しかしいかにバブル景気といえど、当時800万円オーバーのスーパーカーは高価な買い物、「800万円なんて今考えれば安いじゃないか」と思うかもしれませんが、物価が全く異なり、2024年現在の体感でいえば1,600万~2,000万円くらいの価値でしょうか。
そんなNSXを誰もが容易に買えたわけではなく、さらに当時のホンダはRVブームに対応する車種がシビックシャトルと輸入販売していたジープ・チェロキーくらいしかなかった時期です。
だからファンは相変わらず「我々でも買える後輪駆動のホンダスポーツを!」でしたし、ホンダ自体もメーカーとして、さらにディーラーでも景気づけになる車種が欲しいところで、急きょ開発された軽スポーツが「ビート」でした。
1991年5月、最晩年(1991年8月没)のカリスマ創業者、本田宗一郎氏も陰からヒッソリ見守る中で発表された「ビート」の新車価格は138万8,000円(税別)、ホンダ トゥデイ(初代)が50万円台から買えた頃ですから、現在の価値でいうと260~300万円でしょうか。
決して安くはなく、軽自動車としてはむしろ高額な部類とはいえ「頑張れば手が届く価格」で、ミッドシップのオープンスポーツとしては破格の安さでした。
DOHCではないけど…軽NA唯一の64馬力を誇らせたMTREC
一言で言えば「なんとなく景気づけに急造した」ビートでしたが、1980年代によく作られた固定式ロールバーを持つハッチバックベースのオープンカーとは異なり、完全フルオープンを実現した専用プラットフォームなど、その作りは贅沢の極み!
エンジンはトゥデイ用をベースにしたSOHC直列3気筒12バルブのE07Aで、かつての「S」で多用されたDOHCヘッドや、可変バルブ機構のVTECは持たなかったものの、3連スロットルの制御システム「MTREC」は「S」などに使われた4連キャブレターの再来です。
当時のホンダは市販車向けのターボチャージャーにあまり熱心ではなく(1980年代にシティやレジェンドの初代モデルに使った程度)、回した気持ちよさと実用性、環境性能を並存させた自然吸気エンジンが売りでしたから、ビートもそれに沿った形でした。

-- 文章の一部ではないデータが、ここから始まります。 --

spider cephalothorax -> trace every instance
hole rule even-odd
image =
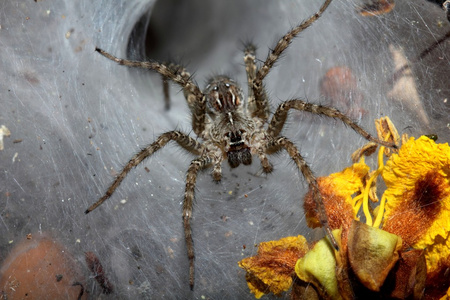
[[[155,142],[146,146],[130,159],[105,194],[91,205],[86,210],[86,213],[91,212],[108,199],[133,167],[139,165],[144,159],[164,147],[168,142],[175,141],[178,145],[196,155],[197,158],[191,161],[186,174],[182,214],[189,258],[189,284],[192,289],[194,287],[195,256],[190,221],[198,172],[212,167],[213,179],[219,181],[222,177],[221,165],[223,160],[227,159],[230,167],[236,168],[240,164],[251,164],[252,156],[256,156],[261,162],[263,172],[270,173],[273,168],[267,155],[286,150],[312,190],[320,222],[331,243],[338,249],[337,243],[331,234],[331,229],[328,226],[328,218],[316,177],[294,143],[288,138],[280,136],[288,111],[296,109],[336,118],[350,126],[367,140],[388,147],[395,147],[395,145],[372,137],[367,131],[335,108],[311,104],[301,99],[292,99],[281,103],[269,121],[269,102],[263,85],[264,78],[283,51],[288,48],[292,39],[317,20],[330,2],[331,0],[326,0],[316,14],[285,34],[261,66],[258,67],[255,63],[255,47],[252,45],[246,47],[244,62],[248,84],[247,102],[238,84],[226,76],[218,76],[211,79],[202,92],[192,81],[189,72],[181,66],[165,65],[156,61],[140,62],[120,59],[97,48],[96,51],[100,54],[121,65],[151,69],[161,74],[165,80],[168,79],[179,84],[183,89],[188,107],[192,113],[192,130],[198,139],[194,139],[180,131],[163,133]]]
[[[242,89],[234,80],[218,76],[210,80],[204,94],[211,118],[211,140],[222,147],[230,167],[250,165],[252,154],[247,133],[254,129],[254,124],[245,113]]]

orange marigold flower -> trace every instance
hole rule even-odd
[[[405,247],[426,248],[428,273],[450,257],[450,147],[410,138],[383,171],[387,199],[383,229]]]
[[[239,262],[246,274],[247,285],[257,299],[270,292],[280,295],[292,285],[295,263],[308,251],[306,239],[285,237],[260,243],[256,256]]]
[[[363,190],[364,178],[369,169],[369,166],[361,161],[341,172],[318,178],[331,229],[349,228],[352,220],[356,219],[358,209],[352,195]],[[320,226],[312,191],[305,197],[304,210],[308,226]]]

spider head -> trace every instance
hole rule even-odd
[[[244,93],[237,83],[226,77],[218,76],[211,79],[204,91],[210,111],[227,113],[242,107]]]
[[[227,156],[231,168],[236,168],[241,163],[244,165],[250,165],[252,163],[250,148],[245,145],[242,135],[242,130],[227,133],[227,137],[230,140],[230,148]]]

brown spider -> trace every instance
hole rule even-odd
[[[326,0],[317,13],[284,35],[269,53],[266,61],[260,68],[255,64],[255,47],[252,45],[246,47],[244,61],[248,80],[247,103],[242,89],[234,80],[226,76],[213,78],[202,92],[192,81],[191,75],[181,66],[165,65],[156,61],[141,62],[120,59],[96,48],[96,51],[100,54],[118,64],[151,69],[161,74],[163,78],[178,83],[183,88],[192,113],[192,129],[201,142],[180,131],[163,133],[155,142],[146,146],[130,159],[109,186],[106,193],[89,207],[86,213],[93,211],[111,197],[133,167],[139,165],[144,159],[164,147],[168,142],[175,141],[184,149],[198,156],[192,160],[187,171],[182,216],[189,258],[189,284],[191,289],[193,289],[195,256],[190,220],[198,172],[212,167],[212,177],[215,181],[219,181],[222,177],[221,165],[224,159],[228,160],[231,168],[236,168],[241,163],[250,165],[252,157],[256,155],[261,161],[263,172],[270,173],[273,167],[267,155],[285,149],[302,172],[309,188],[312,189],[320,222],[331,243],[338,249],[328,226],[327,215],[315,176],[297,150],[297,147],[288,138],[280,136],[288,111],[296,109],[336,118],[369,141],[388,147],[395,147],[395,145],[374,138],[335,108],[311,104],[300,99],[293,99],[280,104],[269,122],[269,103],[263,86],[264,78],[283,51],[288,48],[292,39],[316,21],[330,2],[331,0]],[[266,123],[268,123],[267,128]]]

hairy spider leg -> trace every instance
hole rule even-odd
[[[267,133],[269,135],[271,135],[272,137],[277,137],[280,134],[286,121],[288,111],[290,109],[306,111],[316,115],[325,115],[330,118],[339,119],[344,124],[350,126],[353,130],[355,130],[359,135],[361,135],[366,140],[375,142],[379,145],[386,146],[389,148],[397,148],[397,145],[395,145],[395,143],[386,142],[373,137],[370,133],[365,131],[358,124],[353,122],[349,117],[341,113],[336,108],[312,104],[299,99],[288,100],[286,102],[281,103],[278,106],[278,109],[273,114],[272,120],[270,121],[269,127],[267,128]]]
[[[192,208],[194,205],[195,184],[197,182],[197,174],[199,170],[209,167],[214,163],[214,158],[209,156],[202,156],[194,159],[186,174],[186,189],[184,192],[183,202],[183,224],[184,237],[186,239],[186,248],[189,259],[189,286],[191,290],[194,289],[194,241],[192,240],[191,218]]]
[[[292,42],[292,39],[294,39],[300,32],[311,26],[317,19],[320,18],[320,16],[323,14],[323,12],[327,9],[328,5],[330,5],[331,0],[326,0],[322,6],[320,7],[319,11],[316,12],[314,15],[309,17],[309,19],[303,21],[300,25],[294,27],[291,31],[286,33],[277,43],[275,48],[269,53],[267,56],[266,61],[264,62],[263,66],[258,70],[255,80],[253,81],[253,94],[255,96],[255,102],[257,111],[264,111],[265,110],[265,102],[266,102],[266,95],[263,87],[263,79],[269,74],[269,71],[272,69],[275,62],[280,58],[281,54],[284,50],[286,50],[289,46],[289,44]],[[268,119],[268,116],[263,116],[262,120],[266,121]]]
[[[257,69],[255,64],[255,51],[256,48],[252,44],[247,45],[244,50],[244,63],[248,85],[247,108],[252,117],[257,117],[265,122],[270,115],[270,105],[264,86],[261,86],[262,91],[260,92],[258,103],[255,101],[255,95],[253,93],[253,83],[255,81]]]
[[[300,154],[294,143],[292,143],[288,138],[284,136],[277,137],[276,139],[269,142],[266,151],[268,154],[272,154],[278,152],[280,149],[285,149],[287,151],[289,156],[292,158],[292,160],[295,162],[295,164],[301,171],[303,177],[305,177],[309,188],[313,191],[314,202],[316,203],[316,209],[318,212],[320,223],[322,224],[322,227],[325,229],[325,232],[328,238],[330,239],[330,242],[333,245],[333,247],[336,250],[339,250],[338,243],[336,242],[336,239],[331,233],[331,228],[328,224],[328,217],[325,211],[325,205],[323,204],[323,198],[319,190],[317,179],[314,176],[313,172],[311,171],[311,168],[305,162],[305,159],[302,157],[302,155]]]
[[[154,70],[164,78],[181,85],[185,96],[187,95],[186,100],[192,112],[192,129],[197,136],[202,136],[206,125],[206,102],[200,88],[191,80],[191,75],[184,68],[177,65],[166,66],[156,61],[134,61],[117,58],[100,48],[95,48],[95,51],[119,65]]]
[[[163,133],[156,139],[155,142],[142,149],[139,153],[137,153],[130,159],[125,167],[123,167],[122,171],[120,171],[119,175],[117,175],[113,183],[108,187],[105,194],[100,199],[98,199],[97,202],[86,209],[85,213],[90,213],[98,206],[100,206],[103,202],[105,202],[109,197],[111,197],[111,195],[122,183],[123,179],[127,176],[131,169],[139,165],[144,159],[164,147],[170,141],[176,141],[181,147],[195,155],[200,155],[203,150],[203,145],[201,143],[197,142],[196,140],[182,132],[169,131]]]

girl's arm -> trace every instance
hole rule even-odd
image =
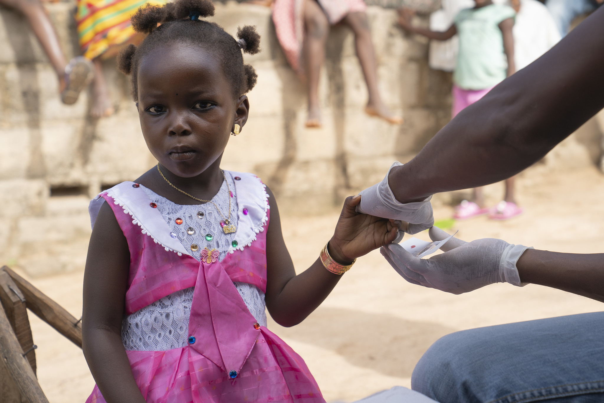
[[[503,36],[503,51],[507,58],[507,76],[516,73],[516,64],[514,63],[514,37],[512,28],[514,27],[514,19],[506,18],[499,23],[499,29]]]
[[[399,24],[407,32],[419,34],[420,35],[423,35],[426,37],[429,38],[430,39],[435,39],[437,40],[446,40],[447,39],[450,39],[454,35],[457,33],[457,28],[455,28],[455,24],[449,27],[449,29],[445,32],[431,31],[430,30],[426,30],[425,28],[414,27],[411,25],[411,18],[414,12],[412,10],[406,8],[400,10],[399,13]]]
[[[310,267],[296,276],[281,234],[275,197],[268,187],[266,192],[271,206],[266,233],[266,308],[277,323],[293,326],[323,301],[343,275],[328,271],[317,259]],[[397,227],[389,220],[356,213],[361,199],[355,197],[354,199],[349,197],[344,202],[336,230],[329,240],[330,256],[342,265],[350,264],[358,256],[389,243],[398,232]],[[320,252],[316,251],[318,257]]]
[[[108,403],[144,403],[121,343],[130,252],[113,211],[103,203],[84,273],[82,349]]]

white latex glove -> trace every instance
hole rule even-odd
[[[428,233],[432,240],[449,236],[435,227]],[[525,285],[520,282],[516,262],[527,247],[494,238],[466,242],[454,237],[441,249],[444,253],[427,259],[415,257],[394,243],[382,247],[380,251],[410,283],[452,294],[468,292],[493,283]]]
[[[356,207],[356,211],[382,218],[391,218],[409,223],[405,231],[408,234],[417,234],[427,230],[434,224],[432,215],[432,205],[429,196],[423,201],[403,204],[394,198],[394,195],[388,184],[388,174],[394,167],[402,165],[397,161],[390,166],[386,176],[379,183],[362,190],[359,194],[361,204]],[[401,239],[402,237],[401,237]],[[400,242],[400,239],[399,239]]]

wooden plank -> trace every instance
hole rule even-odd
[[[21,403],[21,393],[4,359],[0,359],[0,403]]]
[[[0,301],[4,307],[4,312],[8,318],[13,331],[17,336],[19,344],[25,355],[31,369],[36,373],[36,351],[31,347],[34,345],[31,336],[30,320],[27,317],[25,298],[19,287],[14,283],[8,273],[0,271]]]
[[[82,348],[82,322],[79,320],[8,266],[3,266],[0,270],[4,270],[16,283],[25,297],[26,306],[31,312]]]
[[[0,309],[0,359],[24,400],[29,403],[48,403],[29,361],[23,356],[23,350],[4,309]]]

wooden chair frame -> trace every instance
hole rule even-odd
[[[0,403],[48,403],[36,378],[29,309],[82,348],[82,323],[7,266],[0,268]]]

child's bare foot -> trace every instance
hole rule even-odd
[[[72,59],[65,67],[64,79],[59,81],[63,103],[76,103],[80,92],[90,83],[94,76],[92,65],[87,59],[82,56]]]
[[[321,109],[318,106],[309,108],[306,126],[307,127],[320,127],[323,126],[321,123]]]
[[[375,106],[370,104],[365,107],[365,113],[370,116],[381,118],[392,124],[400,124],[403,123],[403,119],[397,116],[394,116],[392,112],[388,111],[388,108],[384,104]]]

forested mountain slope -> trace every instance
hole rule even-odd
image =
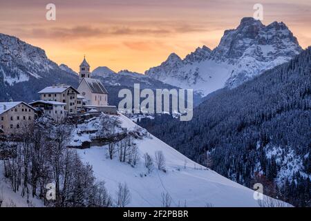
[[[275,186],[270,195],[311,205],[311,48],[209,95],[190,122],[162,115],[138,124],[227,177],[252,186],[259,173]]]

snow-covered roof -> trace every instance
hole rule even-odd
[[[100,80],[93,78],[84,78],[91,91],[95,94],[108,94],[107,90]]]
[[[41,104],[52,104],[52,105],[66,105],[66,103],[59,102],[53,102],[53,101],[44,101],[44,100],[39,100],[32,102],[31,103],[29,103],[29,104],[34,104],[36,103],[41,103]]]
[[[8,110],[10,110],[15,106],[17,106],[19,104],[23,104],[28,107],[35,110],[29,104],[23,102],[0,102],[0,115],[3,114],[3,113],[8,111]]]
[[[71,88],[74,90],[75,90],[77,93],[79,92],[75,89],[73,86],[70,85],[58,85],[58,86],[53,86],[46,87],[44,89],[41,90],[38,92],[38,94],[45,94],[45,93],[61,93],[67,90],[68,88]]]
[[[86,60],[84,59],[83,59],[82,63],[81,63],[80,64],[80,67],[81,66],[86,66],[86,67],[90,67],[90,65],[88,64],[88,63],[86,61]]]

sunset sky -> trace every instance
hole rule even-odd
[[[47,3],[56,21],[47,21]],[[85,54],[91,69],[143,73],[174,52],[182,58],[198,46],[213,49],[253,6],[263,5],[265,25],[283,21],[301,46],[311,45],[311,1],[0,0],[0,32],[46,50],[77,70]]]

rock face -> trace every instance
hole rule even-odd
[[[171,54],[160,66],[145,73],[164,83],[207,95],[225,86],[236,87],[288,61],[301,51],[284,23],[265,26],[246,17],[236,29],[225,30],[213,50],[206,46],[198,48],[184,59]]]

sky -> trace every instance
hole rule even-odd
[[[310,0],[0,0],[0,32],[44,49],[77,71],[108,66],[144,73],[171,52],[185,57],[219,44],[224,30],[263,6],[263,23],[283,21],[305,48],[311,46]],[[46,19],[48,3],[56,20]]]

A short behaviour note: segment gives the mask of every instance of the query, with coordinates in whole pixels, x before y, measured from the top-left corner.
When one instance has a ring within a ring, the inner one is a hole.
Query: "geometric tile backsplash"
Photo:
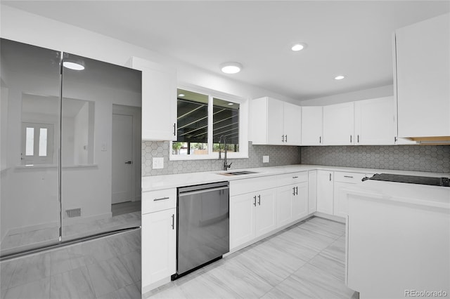
[[[450,145],[301,147],[302,164],[450,173]]]
[[[169,141],[142,142],[142,176],[220,171],[223,160],[169,160]],[[262,156],[269,156],[269,163],[262,163]],[[248,159],[229,159],[231,170],[252,167],[278,166],[300,163],[298,147],[252,145],[248,144]],[[164,168],[152,169],[152,158],[163,157]]]
[[[142,142],[142,176],[220,171],[223,161],[169,161],[168,141]],[[262,156],[270,163],[262,163]],[[231,169],[290,164],[450,173],[450,145],[349,145],[295,147],[248,145],[248,159],[230,159]],[[163,157],[164,168],[152,169]]]

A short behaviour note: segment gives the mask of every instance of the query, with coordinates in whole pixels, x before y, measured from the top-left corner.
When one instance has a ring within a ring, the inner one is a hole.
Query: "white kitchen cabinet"
[[[354,102],[354,144],[394,145],[397,135],[394,97]]]
[[[352,185],[361,182],[365,173],[348,173],[343,171],[334,172],[333,186],[333,215],[340,217],[347,215],[347,192],[343,190]]]
[[[176,71],[133,57],[130,67],[142,71],[142,139],[176,140]]]
[[[308,215],[308,173],[278,175],[276,196],[277,227]]]
[[[317,171],[317,211],[333,215],[333,171]]]
[[[300,145],[300,106],[264,97],[252,100],[251,113],[254,145]]]
[[[399,137],[450,139],[449,37],[448,13],[395,31]]]
[[[302,107],[302,145],[322,145],[322,106]]]
[[[354,144],[354,102],[323,106],[323,144]]]
[[[230,248],[276,228],[276,189],[230,197]]]
[[[143,214],[141,241],[143,293],[176,270],[176,208]]]
[[[308,213],[317,211],[317,171],[308,171]]]

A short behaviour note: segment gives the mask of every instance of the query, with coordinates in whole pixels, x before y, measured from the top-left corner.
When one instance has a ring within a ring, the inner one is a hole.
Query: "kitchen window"
[[[219,147],[224,151],[224,140],[229,158],[248,157],[246,101],[194,90],[177,90],[177,140],[171,142],[170,159],[217,159]]]

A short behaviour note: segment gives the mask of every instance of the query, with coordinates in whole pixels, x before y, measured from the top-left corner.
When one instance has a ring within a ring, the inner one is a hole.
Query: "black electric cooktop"
[[[406,182],[409,184],[430,185],[432,186],[450,187],[449,178],[432,178],[428,176],[403,175],[391,173],[377,173],[366,180],[384,180],[386,182]],[[366,180],[363,179],[363,180]]]

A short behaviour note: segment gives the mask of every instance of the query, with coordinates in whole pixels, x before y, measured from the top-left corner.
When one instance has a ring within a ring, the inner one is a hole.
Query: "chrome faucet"
[[[233,162],[230,163],[229,164],[226,164],[226,140],[225,139],[225,136],[224,136],[223,135],[220,136],[220,139],[219,139],[219,159],[221,160],[222,157],[221,157],[221,152],[220,150],[220,142],[222,140],[222,138],[224,139],[224,170],[225,171],[226,171],[228,170],[228,168],[229,168],[230,167],[231,167],[231,164],[233,164]]]

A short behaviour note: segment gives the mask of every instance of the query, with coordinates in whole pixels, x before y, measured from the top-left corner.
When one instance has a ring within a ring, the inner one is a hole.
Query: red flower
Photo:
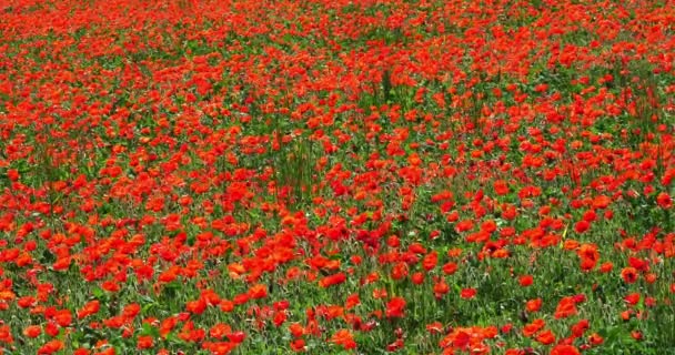
[[[463,288],[460,296],[465,300],[471,300],[476,296],[477,291],[475,288]]]
[[[637,270],[631,266],[624,267],[624,270],[621,271],[621,277],[627,284],[635,283],[637,281]]]
[[[673,199],[665,192],[659,193],[656,196],[656,203],[664,210],[673,206]]]
[[[390,318],[403,317],[405,308],[405,300],[403,297],[393,297],[386,303],[386,316]]]
[[[329,341],[333,344],[340,345],[345,349],[356,348],[356,342],[354,342],[354,335],[349,329],[340,329]]]
[[[551,349],[551,355],[581,355],[574,345],[556,345]]]

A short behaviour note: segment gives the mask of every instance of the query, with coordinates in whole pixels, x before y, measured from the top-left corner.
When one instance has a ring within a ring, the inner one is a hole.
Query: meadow
[[[0,2],[0,354],[675,354],[675,3]]]

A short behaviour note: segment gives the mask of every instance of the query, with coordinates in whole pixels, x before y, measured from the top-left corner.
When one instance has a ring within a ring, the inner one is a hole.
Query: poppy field
[[[675,354],[675,3],[0,2],[0,354]]]

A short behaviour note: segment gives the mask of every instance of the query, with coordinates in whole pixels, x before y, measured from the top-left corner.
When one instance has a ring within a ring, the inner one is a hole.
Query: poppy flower
[[[627,284],[633,284],[637,281],[637,270],[635,267],[624,267],[621,271],[621,277]]]
[[[403,297],[393,297],[386,303],[386,316],[390,318],[403,317],[405,308],[405,300]]]
[[[581,352],[574,345],[560,344],[551,349],[551,355],[581,355]]]

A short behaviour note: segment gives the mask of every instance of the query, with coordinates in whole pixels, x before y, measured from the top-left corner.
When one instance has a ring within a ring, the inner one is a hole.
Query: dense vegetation
[[[0,2],[0,353],[675,352],[672,1]]]

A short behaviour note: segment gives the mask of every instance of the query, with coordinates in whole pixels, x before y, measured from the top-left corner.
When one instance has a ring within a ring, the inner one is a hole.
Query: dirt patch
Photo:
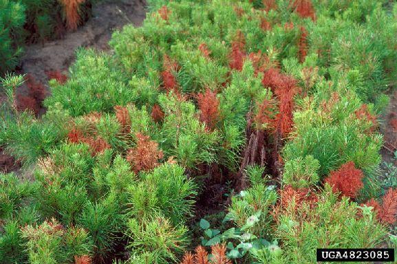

これで7,000回転までブン回した時の最大トルクが6.1kgf・m、さらに8,100回転まで回せば、現在まで続く軽自動車の自主規制上限、64馬力に達する典型的な高回転型エンジンで、まさにホンダらしさ全開!
頑丈なプラットフォームで当時の軽自動車としては重めの車重(760kg)もあって、実用域でも俊敏な加速性能とまではいかなかったものの、普段は雰囲気を楽しむフルオープンカー、本気で回せば鋭い速さを見せるリアルスポーツを見事に両立しています。